Ingredients:
16 large Medjool dates
6 ounces pecan flour
4 ounces cocoa butter, melted[1]
½ teaspoon baking soda
½ teaspoon salt
¼ teaspoon finely ground black pepper[2]
1 tablespoon legal vanilla extract
1 jumbo egg
Directions
Preheat oven to 325°F.
Place the pecan flour, salt, and black pepper in the food processor. Process to mix well.
Pit the dates and chop, by cutting lengthwise and then crosswise, and crumble the date pieces into the food processor. Process for several minutes until dates and pecan flour are well mixed.
Add the melted cocoa butter and vanilla. Process again for several minutes. The date/pecan mixture and the cocoa butter will slosh around in the food processor and will not incorporate with each other – but you need this processing to really chop up / puree the dates.
Scrape down the sides. Add the egg and the baking soda and process again. It’s rather amazing to see how this mixture suddenly turns into a very chocolate-cake- looking batter. You may wish to scrape down the sides once, and process a second time until very smooth.

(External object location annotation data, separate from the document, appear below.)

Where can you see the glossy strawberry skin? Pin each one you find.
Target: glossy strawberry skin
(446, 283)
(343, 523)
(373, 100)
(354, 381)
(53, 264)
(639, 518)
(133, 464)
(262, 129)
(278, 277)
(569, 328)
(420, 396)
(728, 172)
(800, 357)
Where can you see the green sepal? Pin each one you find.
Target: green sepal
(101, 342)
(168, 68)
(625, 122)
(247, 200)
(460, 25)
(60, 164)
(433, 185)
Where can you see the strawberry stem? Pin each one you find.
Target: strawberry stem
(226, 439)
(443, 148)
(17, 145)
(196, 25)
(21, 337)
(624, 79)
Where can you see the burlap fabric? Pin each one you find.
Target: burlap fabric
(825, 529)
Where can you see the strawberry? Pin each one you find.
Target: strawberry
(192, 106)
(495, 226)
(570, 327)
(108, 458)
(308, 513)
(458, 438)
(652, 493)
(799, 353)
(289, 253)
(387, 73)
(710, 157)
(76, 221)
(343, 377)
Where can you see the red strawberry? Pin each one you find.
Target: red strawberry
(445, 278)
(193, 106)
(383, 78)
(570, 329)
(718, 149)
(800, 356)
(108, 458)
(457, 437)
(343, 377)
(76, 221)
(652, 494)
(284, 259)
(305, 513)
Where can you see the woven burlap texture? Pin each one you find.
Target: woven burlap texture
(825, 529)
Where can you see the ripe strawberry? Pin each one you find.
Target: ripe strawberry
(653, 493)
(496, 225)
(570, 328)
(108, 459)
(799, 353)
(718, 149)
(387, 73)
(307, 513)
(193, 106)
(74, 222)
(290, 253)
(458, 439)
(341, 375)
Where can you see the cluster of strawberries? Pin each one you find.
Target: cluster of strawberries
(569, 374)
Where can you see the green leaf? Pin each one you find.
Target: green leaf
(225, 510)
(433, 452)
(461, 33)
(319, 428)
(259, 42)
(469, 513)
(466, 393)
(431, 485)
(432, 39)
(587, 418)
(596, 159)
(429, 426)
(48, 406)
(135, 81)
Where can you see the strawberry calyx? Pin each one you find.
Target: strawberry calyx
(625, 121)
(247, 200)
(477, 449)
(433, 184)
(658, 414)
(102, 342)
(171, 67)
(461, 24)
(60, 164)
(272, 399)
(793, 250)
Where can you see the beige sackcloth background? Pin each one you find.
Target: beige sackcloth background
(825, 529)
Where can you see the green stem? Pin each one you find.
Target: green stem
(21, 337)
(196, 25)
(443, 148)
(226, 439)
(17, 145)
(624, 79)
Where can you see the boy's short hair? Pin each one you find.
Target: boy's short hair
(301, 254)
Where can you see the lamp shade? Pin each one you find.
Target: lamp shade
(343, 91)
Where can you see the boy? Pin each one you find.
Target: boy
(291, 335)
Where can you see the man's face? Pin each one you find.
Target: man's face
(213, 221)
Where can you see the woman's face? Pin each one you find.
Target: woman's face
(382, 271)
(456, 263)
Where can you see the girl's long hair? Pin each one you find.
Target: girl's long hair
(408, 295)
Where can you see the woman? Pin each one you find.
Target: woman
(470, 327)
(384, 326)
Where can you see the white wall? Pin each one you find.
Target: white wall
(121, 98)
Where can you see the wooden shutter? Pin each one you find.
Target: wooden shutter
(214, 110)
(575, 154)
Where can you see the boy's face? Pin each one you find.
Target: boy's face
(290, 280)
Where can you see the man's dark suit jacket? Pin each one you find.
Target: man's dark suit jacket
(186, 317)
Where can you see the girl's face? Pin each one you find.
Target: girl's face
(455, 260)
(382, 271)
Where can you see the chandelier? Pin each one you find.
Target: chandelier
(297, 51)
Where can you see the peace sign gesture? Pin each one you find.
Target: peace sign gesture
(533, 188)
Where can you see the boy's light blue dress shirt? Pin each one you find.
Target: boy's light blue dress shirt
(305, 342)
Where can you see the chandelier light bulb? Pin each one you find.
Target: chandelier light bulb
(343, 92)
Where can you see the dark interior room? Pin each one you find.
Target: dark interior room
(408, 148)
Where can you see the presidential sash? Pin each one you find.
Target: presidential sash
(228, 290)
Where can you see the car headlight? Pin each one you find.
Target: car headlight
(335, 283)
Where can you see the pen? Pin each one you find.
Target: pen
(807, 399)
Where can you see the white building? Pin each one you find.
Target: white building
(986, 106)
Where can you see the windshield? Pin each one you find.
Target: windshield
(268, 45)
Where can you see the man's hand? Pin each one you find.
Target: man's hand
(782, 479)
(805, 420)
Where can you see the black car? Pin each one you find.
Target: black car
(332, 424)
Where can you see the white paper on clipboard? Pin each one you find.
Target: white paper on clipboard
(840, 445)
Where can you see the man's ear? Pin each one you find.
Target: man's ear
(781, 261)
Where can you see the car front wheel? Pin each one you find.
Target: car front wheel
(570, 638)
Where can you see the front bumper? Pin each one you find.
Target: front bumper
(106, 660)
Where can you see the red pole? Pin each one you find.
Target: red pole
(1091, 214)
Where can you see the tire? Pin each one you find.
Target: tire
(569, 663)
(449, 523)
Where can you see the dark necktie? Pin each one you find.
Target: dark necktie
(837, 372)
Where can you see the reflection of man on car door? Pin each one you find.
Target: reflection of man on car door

Pour batter into four well-buttered mini-Bundt pans or one well-buttered 8” cake pan. Bake for 35 minutes or until a toothpick comes out clean.
Cool cakes(s) and turn out. The mini-Bundts can be topped with vanilla half & half yogurt and cherries for a to-die-for dessert. The cake tastes even more chocolaty if it chills over night before you eat it.
Note: This is a very dense, firm, almost brownie-like cake. Be very, very careful. The tendency is to want to eat the entire recipe. Still working on a "chocolate" frosting, but as heretical as it sounds, "chocolate" frosting on this cake might almost be overkill. If you have a frosting you like, you can make two layers by doubling the recipe.
[1] Cocoa butter is the pure fat and is SCD-legal, even though cocoa powder or chocolate is not. If you are concerned about it, use coconut oil or butter. It won't be quite as "chocolaty" but it will be very good.
[2] Yes, I know. Pepper? In a sweet cake? Are you crazy? (Well, yes, probably.... ) Actually, this was a trick I picked up to give sweet spices and things depth: use pepper as the "bottom note." I tried any number of ingredients to get that
slightly sharp "bite" of dark chocolate, including a tablespoon of very strong coffee, but nothing worked the way the pepper did. And, since I am not a coffee drinker, and my husband is allergic to it, the pepper is significantly more convenient.